Headline CPI slowed to 4% while core accelerated to 4.1%, splitting RBA odds. BOJ summary targets 1.75% peak. Dollar holds gains as antipodean currencies languish.
A split Australian inflation print set the tone for Asia-Pacific markets Wednesday. Headline CPI ran below forecasts. Core measures accelerated. The two prints left the RBA's policy path unresolved, and the Australian dollar stayed pinned near 11-week lows.
Westpac held onto its August hike call. The bank argued that second-round effects from the Middle East are broadening across consumer prices in ways the headline miss obscures. Markets priced 36% odds of a move in August and 67% for December. The kiwi fared no better, sitting at a seven-month trough. Dollar strength compounded the pressure on antipodean currencies. The data followed a previous report showing core acceleration.

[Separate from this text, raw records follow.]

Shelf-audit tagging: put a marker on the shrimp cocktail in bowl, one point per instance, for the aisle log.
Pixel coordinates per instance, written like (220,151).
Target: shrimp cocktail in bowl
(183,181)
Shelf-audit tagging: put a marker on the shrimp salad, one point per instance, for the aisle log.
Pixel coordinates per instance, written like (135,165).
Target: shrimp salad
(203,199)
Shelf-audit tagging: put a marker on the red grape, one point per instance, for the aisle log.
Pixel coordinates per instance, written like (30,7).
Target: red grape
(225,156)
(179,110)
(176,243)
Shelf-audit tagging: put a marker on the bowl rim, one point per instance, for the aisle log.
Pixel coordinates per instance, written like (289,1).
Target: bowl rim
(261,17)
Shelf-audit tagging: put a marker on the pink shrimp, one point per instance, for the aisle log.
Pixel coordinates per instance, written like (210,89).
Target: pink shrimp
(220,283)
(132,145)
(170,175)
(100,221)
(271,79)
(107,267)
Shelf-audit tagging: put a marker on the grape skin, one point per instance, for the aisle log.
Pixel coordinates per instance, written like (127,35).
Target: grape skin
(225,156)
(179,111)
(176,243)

In Japan, the BOJ's June Summary of Opinions confirmed a board majority pushing toward neutral. Some members explicitly called for hikes at intervals of a few months. Roughly 90% of economists now expect another move by December, and the projected cycle peak has been revised up to around 1.75%. The yen remains near 40-year lows despite the June hike, keeping import cost pressures alive and the hawks well-armed. The summary reinforced the view that Japan's rate path is set for a gradual climb. Our earlier coverage laid out the board's internal push.
Seoul provided the session's sharpest price action. Samsung surged as much as 10% early on a Yonhap report of a 90 trillion won buyback plan. The government confirmed it would announce details of a new AI semiconductor cluster involving Samsung and SK Hynix. The gains faded as the morning wore on.
Gold continued to slide. The Fed hike narrative kept the pressure on. Morgan Stanley's North Haven private credit fund added to the sector's mounting liquidity headlines by capping Q2 redemptions at 5% against withdrawal demand of 11.6%. Away from macro, Alphabet will join the Dow Jones Industrial Average ahead of Monday's open, replacing Verizon.
Oil inventory data out Wednesday morning in the US showed the Strategic Petroleum Reserve at its lowest level in more than 40 years. The drawdown reflects the pace of releases over the past year rather than a new surge in demand. The level itself is a reminder of how much supply cushion has been drained.